The Stream: So confusing and complicated at least two viewings are necessary.
The Big Screen: Thrilling action sequences kick the movie into high gear.
The Final Bill: The spectacle may be worth seeing, but don’t expect to understand much of it.-S2S: Movie Review and Trip Fontaine
Director: Christopher Nolan
Writer: Christopher Nolan
Stars: John David Washington, Robert Pattinson, Elizabeth Debicki | See full cast & crew
Genre: Action, Sci-Fi, Thriller
Runtime: 2 hours 23 minutes
Trailers: Death on the Nile, Infidel, The Broken Hearts Gallery, Greenland, Judas and the Black Messiah, Dune
Release: September 3, 2020
Welcome back, Streamers! I braved the new world and an actual movie theater to see one of the most buzzed about features of 2020. That’s right! I risked COVID for you and Christopher Nolan’s Tenet. It was nice to be back in a theater with a huge screen and a comfy recliner for the communal experience. We were socially distanced, a light crowd, masked up and sanitized as best as possible. While the theater-going experience went as well as can be expected in these times, I doubt that I’ll take another chance like that in a while. On that note, was Tenet worth the risk – keep reading for my thoughts.

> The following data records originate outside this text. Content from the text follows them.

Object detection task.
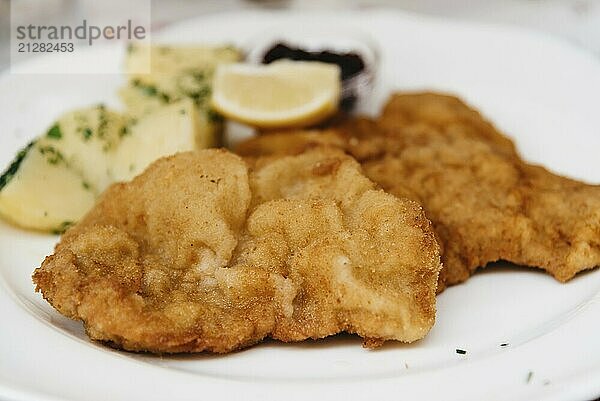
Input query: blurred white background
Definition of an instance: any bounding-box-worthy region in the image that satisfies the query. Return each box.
[0,0,600,69]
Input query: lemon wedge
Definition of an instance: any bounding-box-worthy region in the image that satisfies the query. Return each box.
[211,60,341,128]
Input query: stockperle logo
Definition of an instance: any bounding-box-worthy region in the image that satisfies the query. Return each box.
[10,0,150,74]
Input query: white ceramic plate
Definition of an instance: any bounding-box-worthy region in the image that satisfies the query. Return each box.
[0,11,600,400]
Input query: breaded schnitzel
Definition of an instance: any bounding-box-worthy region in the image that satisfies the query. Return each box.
[238,93,600,291]
[33,149,441,353]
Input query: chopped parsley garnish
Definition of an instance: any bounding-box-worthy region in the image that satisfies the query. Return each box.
[206,109,224,124]
[39,146,65,165]
[46,123,62,139]
[98,108,108,138]
[0,142,34,190]
[52,221,74,235]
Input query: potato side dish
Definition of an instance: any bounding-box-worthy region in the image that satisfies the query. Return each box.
[0,46,240,233]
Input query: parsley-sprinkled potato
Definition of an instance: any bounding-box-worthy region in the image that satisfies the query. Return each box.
[0,99,208,232]
[120,45,242,147]
[53,105,131,194]
[0,46,241,232]
[112,99,204,181]
[0,139,95,232]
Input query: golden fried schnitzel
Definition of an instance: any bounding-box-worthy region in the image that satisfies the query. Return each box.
[33,149,441,353]
[238,93,600,291]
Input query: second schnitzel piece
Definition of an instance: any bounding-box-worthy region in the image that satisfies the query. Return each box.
[238,93,600,291]
[33,150,441,353]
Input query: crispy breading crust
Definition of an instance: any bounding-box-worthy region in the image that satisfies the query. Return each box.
[33,150,441,353]
[238,93,600,291]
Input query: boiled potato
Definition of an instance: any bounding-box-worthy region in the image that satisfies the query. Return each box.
[119,45,242,147]
[113,99,204,181]
[0,46,241,232]
[46,105,129,193]
[0,139,96,233]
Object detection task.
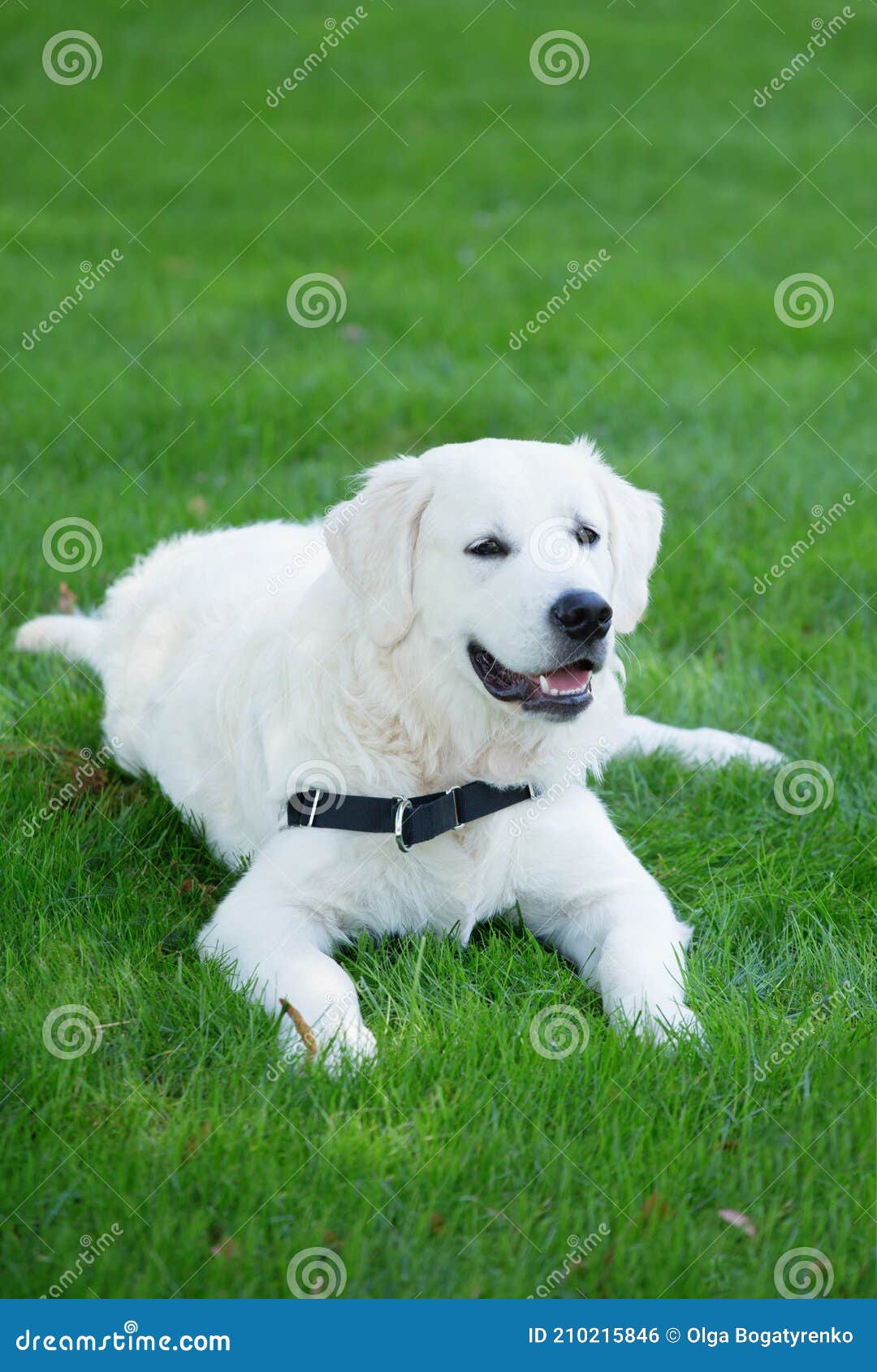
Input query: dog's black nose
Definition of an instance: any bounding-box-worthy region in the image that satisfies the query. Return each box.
[551,591,612,642]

There has been so much hype about Tenet. It is supposed to be the first mega-blockbuster post-COVID-19 to hit the movie theaters. It’s supposed to be outsized, action-y and the kind of spectacle that can only truly be appreciated on the big screen. Christopher Nolan has the clout based on The Dark Knight trilogy, Inception and even prestige pics like The Prestige and Dunkirk. There’s an up-and-coming cast including Blackkklansman star, John David Washington, Elizabeth Debicki, who was great in Widows, Golden Globe winner, Aaron Taylor-Johnson, and everyone’s favorite vampire, Robert Pattinson. All of the elements are there for what should prove to be a top notch night at the movies.

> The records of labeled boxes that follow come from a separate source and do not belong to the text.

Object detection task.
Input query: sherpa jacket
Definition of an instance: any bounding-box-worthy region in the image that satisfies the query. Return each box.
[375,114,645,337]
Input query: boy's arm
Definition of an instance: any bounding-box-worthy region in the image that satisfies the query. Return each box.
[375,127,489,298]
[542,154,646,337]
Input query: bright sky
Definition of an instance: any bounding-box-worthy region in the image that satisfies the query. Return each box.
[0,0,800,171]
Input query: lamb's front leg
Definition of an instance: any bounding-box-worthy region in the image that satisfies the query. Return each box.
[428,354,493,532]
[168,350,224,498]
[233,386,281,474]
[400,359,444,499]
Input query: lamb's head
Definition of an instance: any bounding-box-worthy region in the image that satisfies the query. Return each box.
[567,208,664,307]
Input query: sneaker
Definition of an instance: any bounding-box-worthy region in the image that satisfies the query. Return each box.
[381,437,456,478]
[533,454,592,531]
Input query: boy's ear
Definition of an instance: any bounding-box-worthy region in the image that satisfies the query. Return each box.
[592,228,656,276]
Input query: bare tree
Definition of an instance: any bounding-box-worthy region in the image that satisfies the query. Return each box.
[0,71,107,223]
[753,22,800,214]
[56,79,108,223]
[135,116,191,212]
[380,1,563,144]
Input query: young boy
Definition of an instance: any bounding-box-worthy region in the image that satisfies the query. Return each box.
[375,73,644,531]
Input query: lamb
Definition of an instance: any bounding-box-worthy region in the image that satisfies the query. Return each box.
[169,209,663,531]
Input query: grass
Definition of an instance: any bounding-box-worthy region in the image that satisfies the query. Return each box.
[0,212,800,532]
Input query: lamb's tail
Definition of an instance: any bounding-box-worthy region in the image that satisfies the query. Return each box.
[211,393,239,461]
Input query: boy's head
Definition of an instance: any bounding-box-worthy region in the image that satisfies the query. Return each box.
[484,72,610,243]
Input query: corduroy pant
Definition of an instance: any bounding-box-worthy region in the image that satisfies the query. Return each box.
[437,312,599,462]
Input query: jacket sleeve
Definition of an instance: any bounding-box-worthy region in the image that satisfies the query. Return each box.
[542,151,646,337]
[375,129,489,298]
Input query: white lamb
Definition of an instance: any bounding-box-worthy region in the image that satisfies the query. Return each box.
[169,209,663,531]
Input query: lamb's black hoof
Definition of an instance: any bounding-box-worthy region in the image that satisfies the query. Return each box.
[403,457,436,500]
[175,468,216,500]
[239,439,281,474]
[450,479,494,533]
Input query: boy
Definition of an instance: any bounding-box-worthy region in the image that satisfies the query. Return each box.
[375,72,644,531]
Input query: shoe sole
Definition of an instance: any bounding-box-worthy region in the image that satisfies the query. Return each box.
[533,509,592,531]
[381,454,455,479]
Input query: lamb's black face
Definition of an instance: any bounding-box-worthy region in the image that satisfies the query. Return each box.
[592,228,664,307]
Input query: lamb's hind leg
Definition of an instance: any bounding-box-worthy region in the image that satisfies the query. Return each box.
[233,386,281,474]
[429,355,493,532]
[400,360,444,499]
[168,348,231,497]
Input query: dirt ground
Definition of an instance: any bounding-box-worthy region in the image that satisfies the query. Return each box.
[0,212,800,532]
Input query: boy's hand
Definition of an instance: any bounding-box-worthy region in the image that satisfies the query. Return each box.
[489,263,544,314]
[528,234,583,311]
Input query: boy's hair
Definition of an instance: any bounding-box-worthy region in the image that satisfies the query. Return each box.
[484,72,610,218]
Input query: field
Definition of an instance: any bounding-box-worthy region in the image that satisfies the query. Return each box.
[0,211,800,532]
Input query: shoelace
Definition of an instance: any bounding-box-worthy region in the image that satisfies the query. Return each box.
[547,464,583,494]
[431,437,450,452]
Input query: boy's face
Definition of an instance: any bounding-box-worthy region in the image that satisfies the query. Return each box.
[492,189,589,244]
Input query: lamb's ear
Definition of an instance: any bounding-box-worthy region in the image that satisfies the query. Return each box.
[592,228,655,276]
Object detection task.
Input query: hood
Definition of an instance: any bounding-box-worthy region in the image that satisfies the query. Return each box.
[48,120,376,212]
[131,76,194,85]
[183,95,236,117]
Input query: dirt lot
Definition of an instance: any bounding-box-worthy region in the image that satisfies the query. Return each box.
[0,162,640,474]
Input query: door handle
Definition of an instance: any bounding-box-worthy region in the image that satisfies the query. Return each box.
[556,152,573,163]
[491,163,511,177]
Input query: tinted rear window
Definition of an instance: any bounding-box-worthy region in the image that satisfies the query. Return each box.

So, I am not going to give a synopsis of the plot because 1.) I don’t want to spoil anything and 2.) I didn’t understand what was going on. There is literally a line early in the film from a character played by Clemence Poesy (her only scene) where she’s explaining the crux of the conceit of the movie to John David Washington’s character and she says, “Don’t try to understand it.” What?!?!? Which basically means that if you get lost in the plot of this movie, just give up and go with it. I couldn’t exactly do that because the script gets bogged down with still trying to explain and explain and explain the how and what of what is going on. It gets boring and frustrating at times. Even some of the acting is bad because of the stilted, overly explain-y dialogue.

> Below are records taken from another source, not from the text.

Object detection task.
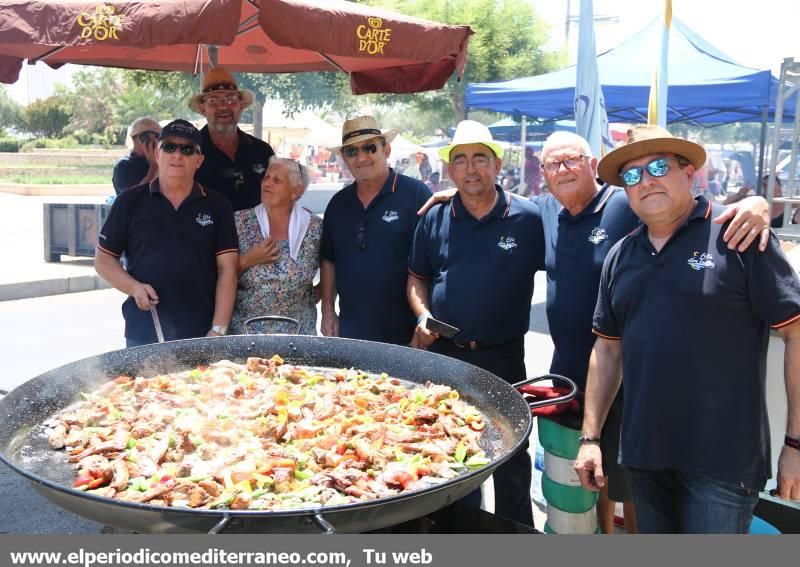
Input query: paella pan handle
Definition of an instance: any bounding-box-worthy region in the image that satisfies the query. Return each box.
[314,512,336,535]
[514,374,578,409]
[208,514,231,535]
[244,315,300,335]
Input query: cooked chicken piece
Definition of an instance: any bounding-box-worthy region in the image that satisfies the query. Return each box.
[47,423,67,449]
[109,459,130,490]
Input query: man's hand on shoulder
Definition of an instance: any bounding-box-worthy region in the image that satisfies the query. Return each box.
[417,189,458,217]
[714,196,771,252]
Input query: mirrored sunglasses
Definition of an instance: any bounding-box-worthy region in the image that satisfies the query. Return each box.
[161,142,200,156]
[451,156,492,171]
[342,142,386,158]
[620,157,670,187]
[203,94,239,106]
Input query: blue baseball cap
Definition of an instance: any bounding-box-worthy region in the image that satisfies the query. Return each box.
[158,118,201,147]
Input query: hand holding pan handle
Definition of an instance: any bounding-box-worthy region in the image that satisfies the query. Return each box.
[244,315,300,335]
[208,511,336,535]
[514,374,578,410]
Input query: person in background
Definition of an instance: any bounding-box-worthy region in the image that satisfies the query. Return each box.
[320,116,431,345]
[761,175,794,228]
[525,147,542,197]
[189,67,275,211]
[111,118,161,195]
[95,120,239,347]
[575,125,800,533]
[427,171,442,193]
[231,157,322,335]
[417,152,433,181]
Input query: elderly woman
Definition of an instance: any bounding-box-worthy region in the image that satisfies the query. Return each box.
[230,158,322,335]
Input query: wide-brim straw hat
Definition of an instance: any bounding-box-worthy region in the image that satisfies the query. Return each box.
[439,120,504,163]
[189,67,256,114]
[597,124,706,187]
[328,116,400,152]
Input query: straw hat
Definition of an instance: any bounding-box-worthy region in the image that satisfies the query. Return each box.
[189,67,255,114]
[328,116,399,152]
[597,124,706,187]
[439,120,504,163]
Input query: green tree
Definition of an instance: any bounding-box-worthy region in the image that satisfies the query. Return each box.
[25,95,71,138]
[0,86,25,134]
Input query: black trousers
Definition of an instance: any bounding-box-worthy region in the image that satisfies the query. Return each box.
[430,337,533,526]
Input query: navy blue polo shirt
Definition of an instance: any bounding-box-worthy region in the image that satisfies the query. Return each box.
[594,197,800,488]
[533,185,641,390]
[321,169,431,344]
[194,126,275,211]
[111,150,150,195]
[409,187,544,345]
[98,179,239,343]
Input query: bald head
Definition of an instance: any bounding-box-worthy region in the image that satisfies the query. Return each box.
[542,132,593,162]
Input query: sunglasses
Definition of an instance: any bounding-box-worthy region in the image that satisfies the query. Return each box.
[342,142,386,158]
[620,157,670,187]
[542,156,589,175]
[203,94,240,106]
[356,217,367,250]
[160,142,200,156]
[450,156,492,171]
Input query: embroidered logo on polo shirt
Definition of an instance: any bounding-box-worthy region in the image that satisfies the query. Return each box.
[687,252,715,271]
[194,213,214,226]
[497,236,517,251]
[588,226,608,246]
[381,211,400,222]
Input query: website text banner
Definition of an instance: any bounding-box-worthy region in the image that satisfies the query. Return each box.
[0,535,800,567]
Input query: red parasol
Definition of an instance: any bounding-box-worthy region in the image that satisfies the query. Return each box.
[0,0,473,94]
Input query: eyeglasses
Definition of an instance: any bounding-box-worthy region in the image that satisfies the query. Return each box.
[131,130,158,144]
[620,157,670,187]
[161,142,200,156]
[542,156,589,175]
[342,142,386,158]
[450,156,492,171]
[356,217,367,250]
[203,94,240,106]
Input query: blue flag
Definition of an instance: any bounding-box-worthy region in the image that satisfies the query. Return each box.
[647,0,672,128]
[575,0,614,159]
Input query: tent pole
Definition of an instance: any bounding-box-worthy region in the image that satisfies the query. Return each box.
[519,114,528,191]
[756,106,769,189]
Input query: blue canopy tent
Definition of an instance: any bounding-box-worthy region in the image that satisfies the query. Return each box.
[488,118,575,143]
[465,18,794,126]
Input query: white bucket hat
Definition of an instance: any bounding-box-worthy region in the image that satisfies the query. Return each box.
[328,116,398,152]
[439,120,504,163]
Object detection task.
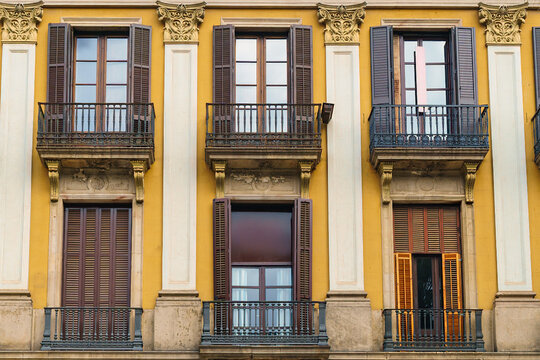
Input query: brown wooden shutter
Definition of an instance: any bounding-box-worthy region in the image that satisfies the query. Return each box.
[214,198,231,300]
[46,24,73,133]
[532,27,540,109]
[212,25,236,134]
[294,199,312,301]
[129,24,152,133]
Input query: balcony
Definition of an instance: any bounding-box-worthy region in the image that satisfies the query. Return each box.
[36,103,155,168]
[532,108,540,167]
[202,104,321,167]
[201,301,329,359]
[369,105,489,170]
[41,307,143,350]
[383,309,485,352]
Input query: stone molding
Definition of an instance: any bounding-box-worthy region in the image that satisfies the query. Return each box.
[317,2,366,45]
[478,2,529,45]
[157,1,206,43]
[0,1,43,43]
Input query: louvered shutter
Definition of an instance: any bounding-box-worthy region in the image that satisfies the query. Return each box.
[394,253,414,341]
[212,25,236,134]
[370,26,394,134]
[289,25,315,134]
[452,27,480,135]
[45,24,73,133]
[129,24,152,133]
[442,254,463,341]
[532,27,540,109]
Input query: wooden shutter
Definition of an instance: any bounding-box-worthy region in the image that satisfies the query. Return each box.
[129,24,152,133]
[294,199,312,301]
[442,254,463,341]
[45,24,73,133]
[532,27,540,109]
[212,25,236,134]
[214,198,231,300]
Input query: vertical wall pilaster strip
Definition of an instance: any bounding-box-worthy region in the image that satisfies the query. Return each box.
[162,43,198,290]
[326,44,364,292]
[488,45,532,291]
[0,43,36,290]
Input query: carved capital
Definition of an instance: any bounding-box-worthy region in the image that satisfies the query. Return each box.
[131,160,147,204]
[45,160,60,202]
[298,161,314,199]
[463,162,479,204]
[157,1,206,43]
[478,3,529,45]
[377,162,394,204]
[0,1,43,43]
[212,160,227,198]
[317,2,366,44]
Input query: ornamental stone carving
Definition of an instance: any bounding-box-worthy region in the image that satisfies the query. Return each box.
[0,1,43,43]
[157,1,206,43]
[317,2,366,44]
[478,3,529,45]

On a side note: complicated movies are fine. In fact, Christopher Nolan has written and directed some excellent complicated movies. Inception and Memento are great examples. What those films did very well that Tenet fails to do is make a complex concept simple to understand in their cinematic universes. Nolan didn’t make that happen here.
In the plus column for Tenet, the film will be one of the most stylish movies you’ll see this year. The action sequences add just that jolt of energy this exposition-heavy film needs. Where big spectacle is needed, the film delivers. While there is a moment where the film reveals itself, it is still completely inscrutable even if it is exciting; so, you can enjoy it on a pure action, conceptual level but forget trying to find any deeper understanding from the film itself.
The ambition of Tenet is admirable. The craft of the work is top notch. The script is a confusing, stilted dud, which makes the actors struggle and no real connection is able to be made to any characters. Is Tenet worth seeing in a theater? If you see Tenet, you have to see it twice or maybe more times. In a pre-COVID-19 world, I’d say the spectacle alone is worth a ticket to the theater with a big box of popcorn. BUT in these pandemic times of September 2020, it is more worth shelling out some VOD money, split amongst a group of you friends, when Tenet is available on streaming, so you can pause and rewind to understand what it’s all about. Then, come to the comments and explain it to me, please! And then pass that handful of popcorn, please.